You're reading: Government asks judge to stick with Demjanjuk ruling

CLEVELAND — The government has asked a judge to stick with a decision denying convicted Nazi war criminal John Demjanjuk a chance to regain his U.S. citizenship, arguing that the retired autoworker is just trying to drag out the case.

Demjanjuk’s appeal for reconsideration "rehashes old arguments" and "is nothing more than an effort to prolong this litigation by any means necessary," the government said in a filing Thursday night in U.S. District Court.

Demjanjuk, 91, who lived for many years in Seven Hills in suburban Cleveland, was convicted by a German court on more than 28,000 counts of accessory to murder. The court found he had worked as a guard at the Sobibor death camp in Nazi-occupied Poland.

He claims the government failed to disclose evidence including a 1985 secret FBI report uncovered by The Associated Press.

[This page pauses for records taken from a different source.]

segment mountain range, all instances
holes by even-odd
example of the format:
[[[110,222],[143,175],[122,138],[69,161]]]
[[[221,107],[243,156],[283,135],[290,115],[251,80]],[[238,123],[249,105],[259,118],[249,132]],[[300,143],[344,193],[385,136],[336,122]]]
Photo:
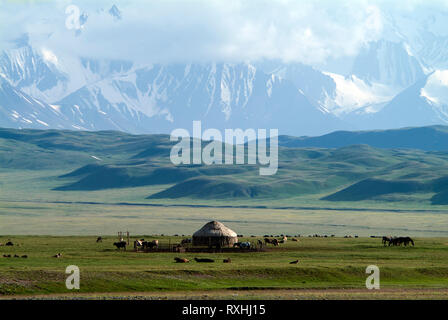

The document indicated the FBI believed a Nazi ID card purportedly showing that he served as a death camp guard was a Soviet-made fake.

Dennis Terez, Demjanjuk’s attorney, said in an email Friday that he wouldn’t comment on the government filing.

Last month, Judge Dan Aaron Polster ruled against the citizenship bid and said Demjanjuk had lied about his whereabouts during World War II.

In a response to the original defense citizenship filing, the government included a recent affidavit from retired FBI agent Thomas Martin. He said the March 4, 1985 report written by him was based on speculation about a Soviet forgery, not any investigation.

Demjanjuk has been in poor health for years and has been in and out of a German hospital since his conviction.

Demjanjuk cannot leave Germany because he has no passport after being stripped of his U.S. citizenship ahead of his deportation to Germany in 2009. He could have gotten a U.S. passport if the denaturalization ruling had been overturned.

The Ukrainian-born Demjanjuk was a Soviet Red Army soldier captured by the Germans in 1942.